Okay, you are probably regretting not buying Groupon Inc (NASDAQ:GRPN) stock before it skyrocketed for two trading sessions.
But wait, the stock was down more than eight percent on Wednesday morning. Now, before you decide to jump in, let me tell you what Alibaba’s stake really means for Groupon and its investors.
The beginning of 2016 hasn’t been that great for companies in the Internet industry. For instance, e-commerce giant Amazon.com, Inc. (NASDAQ:AMZN) is down 21.8% year-to-date.
Groupon stock, on the other hand, just had its biggest one-day gain since its initial public offering (IPO). After Alibaba Group Holding Ltd (NYSE:BABA) disclosed its 5.6% stake in the company, GRPN stock skyrocketed 41.2%! (Source: “Groupon Soars Again, This Time After Alibaba’s 5.6% Stake,” Bloomberg, February 16, 2016.)
According to Alibaba’s 13F filing with the U.S. Securities and Exchange Commission (SEC), the company owned 32.97 million shares of Groupon at the end of December 2015. That makes Alibaba the fourth-largest shareholder of the company. (Source: “Form 13F,” SEC, February 12, 2016.)
Note that despite Alibaba’s sizeable stake, it will not be an activist investor. Instead, Alibaba said, “We bought a very small minority stake in Groupon in order to share ideas between U.S. and China markets. This is a passive holding and if Groupon management would like to exchange experiences with us, we are prepared to share.” (Source: “Groupon Soars Again, This Time After Alibaba’s 5.6% Stake,” Bloomberg, February 16, 2016.)
So, it’s about learning from each other. From Groupon, Alibaba could get more insight into the U.S. consumer market. But what exactly can Groupon learn from the Chinese e-commerce giant?
What Groupon Can Learn from Alibaba
In case you haven’t noticed, Groupon hasn’t really been on top of its game in the last few years. And investors weren’t happy. Despite the surge in the previous two trading sessions, Groupon’s stock price is still down more than 86% since its November 2011 IPO.
The problem is that Groupon simply wasn’t doing that well in the group buying business. Today, a significant portion of the company’s revenue comes from its goods business, which is basically selling products from its web site—or e-commerce.
At first glance, the strategy makes sense. A lot of people are visiting Groupon’s web site, so it seems natural to sell some merchandise there. However, when it comes to selling stuff online, Groupon is absolutely dwarfed by e-commerce giant Amazon. The presence of industry giants could not only limit Groupon’s business potential, but also suppress its margins.

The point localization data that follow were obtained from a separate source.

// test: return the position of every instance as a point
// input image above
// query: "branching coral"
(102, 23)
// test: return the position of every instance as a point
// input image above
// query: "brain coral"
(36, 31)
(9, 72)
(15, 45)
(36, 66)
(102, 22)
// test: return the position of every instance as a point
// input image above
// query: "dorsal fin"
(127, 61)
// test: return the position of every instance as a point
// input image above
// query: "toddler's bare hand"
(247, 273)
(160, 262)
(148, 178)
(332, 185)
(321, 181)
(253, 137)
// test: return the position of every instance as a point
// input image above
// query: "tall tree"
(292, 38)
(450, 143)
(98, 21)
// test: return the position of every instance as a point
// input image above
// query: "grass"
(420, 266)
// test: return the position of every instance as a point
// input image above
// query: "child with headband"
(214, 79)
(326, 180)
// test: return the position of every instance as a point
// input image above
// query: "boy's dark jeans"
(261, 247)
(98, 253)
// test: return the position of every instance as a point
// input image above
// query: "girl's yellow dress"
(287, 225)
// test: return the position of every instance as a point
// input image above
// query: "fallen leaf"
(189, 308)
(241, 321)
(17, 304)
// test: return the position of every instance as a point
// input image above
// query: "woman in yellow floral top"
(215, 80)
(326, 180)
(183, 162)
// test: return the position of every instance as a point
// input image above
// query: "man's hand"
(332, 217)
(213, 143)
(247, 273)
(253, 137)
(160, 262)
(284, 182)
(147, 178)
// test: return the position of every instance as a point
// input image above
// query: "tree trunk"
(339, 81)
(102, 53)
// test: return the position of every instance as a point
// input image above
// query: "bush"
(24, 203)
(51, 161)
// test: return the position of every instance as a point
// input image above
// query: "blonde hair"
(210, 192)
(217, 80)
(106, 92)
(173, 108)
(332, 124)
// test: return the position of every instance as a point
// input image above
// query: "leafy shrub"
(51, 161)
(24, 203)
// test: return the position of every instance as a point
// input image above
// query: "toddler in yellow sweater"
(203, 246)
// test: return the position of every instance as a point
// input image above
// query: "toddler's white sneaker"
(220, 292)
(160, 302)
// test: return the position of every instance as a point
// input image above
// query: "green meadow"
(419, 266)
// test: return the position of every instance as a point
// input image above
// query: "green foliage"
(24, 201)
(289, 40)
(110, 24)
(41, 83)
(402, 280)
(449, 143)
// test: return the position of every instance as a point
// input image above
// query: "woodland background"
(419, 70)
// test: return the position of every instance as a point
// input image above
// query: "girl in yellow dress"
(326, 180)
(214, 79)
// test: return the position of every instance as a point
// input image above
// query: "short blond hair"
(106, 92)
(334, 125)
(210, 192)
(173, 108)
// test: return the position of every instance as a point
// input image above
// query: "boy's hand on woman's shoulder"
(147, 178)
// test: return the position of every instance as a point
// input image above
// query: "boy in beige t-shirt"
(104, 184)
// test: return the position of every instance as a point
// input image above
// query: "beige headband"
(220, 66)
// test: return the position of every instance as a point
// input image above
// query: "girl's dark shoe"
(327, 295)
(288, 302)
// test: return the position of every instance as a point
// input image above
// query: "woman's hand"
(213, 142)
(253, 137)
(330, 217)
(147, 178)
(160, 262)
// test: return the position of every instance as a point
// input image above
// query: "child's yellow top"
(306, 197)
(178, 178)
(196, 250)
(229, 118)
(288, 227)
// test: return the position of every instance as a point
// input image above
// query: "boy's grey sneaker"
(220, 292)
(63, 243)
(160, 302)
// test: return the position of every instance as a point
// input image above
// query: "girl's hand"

That’s why Groupon should really focus on what it was always meant to—group buying. On that front, the company might want to learn something from its fourth-largest shareholder.
But isn’t Alibaba also an e-commerce company? How can it help Groupon’s group buying business? Well, as it turns out, Alibaba is also behind the largest online-to-offline (O2O) company in China: Meituan–Dianping.
To put it simply, Meituan brings consumers from its online app to physical stores. Whether you are going to a restaurant, watching a movie, getting a haircut, or ordering takeout, Meituan has great deals. Consumers pay for these services through Meituan’s app and enjoy them in stores. The company is like a combination of Groupon, Yelp, and food delivery.
To give you some idea of what Meituan’s market looks like, here are some numbers:
In 2015, the market size for China’s location-based services was worth about six trillion yuan (US$920 billion). By 2017, the market is expected to grow to 7.2 trillion yuan (US$1.1 trillion). Location-based services include restaurant bookings, movie ticket purchases, and food deliveries. (Source: “China’s Big Web Deal: Five Key Numbers for Meituan, Dianping,” Bloomberg, October 8, 2015.)
Whether they are in China or in the U.S., consumers have at least one thing in common—the love for great deals. By offering great deals, Meituan managed to build an O2O empire.
Groupon already has solid brand awareness in its markets and some of its deals do look great. The problem is that there are not enough local businesses available on Groupon, which limits the selection of deals for consumers.
For Groupon to really turn itself around, it will need to expand aggressively in terms of getting local businesses on board. Moreover, it also needs to let consumers know that there are more great deals nearby.
Achieving those two goals would take a significant amount of effort. Luckily, Alibaba Chairman Jack Ma might be willing to let Groupon in on some secrets on how Meituan successfully achieved that.
The Bottom Line on GRPN Stock
At the end of the day, Groupon is still a solid company. It generated $3.1 billion in revenue last year and had more than $850 million in cash by the end of December. And what about the company’s market cap? It sits at $2.39 billion. (Source: “Groupon Announces Fourth Quarter and Fiscal Year 2015 Results,” Groupon Inc, February 11, 2016.)
Expanding its O2O business is going to be a long-term endeavor for Groupon, even when it’s getting advice from Alibaba. But at today’s valuation, GRPN stock could have a lot of potential.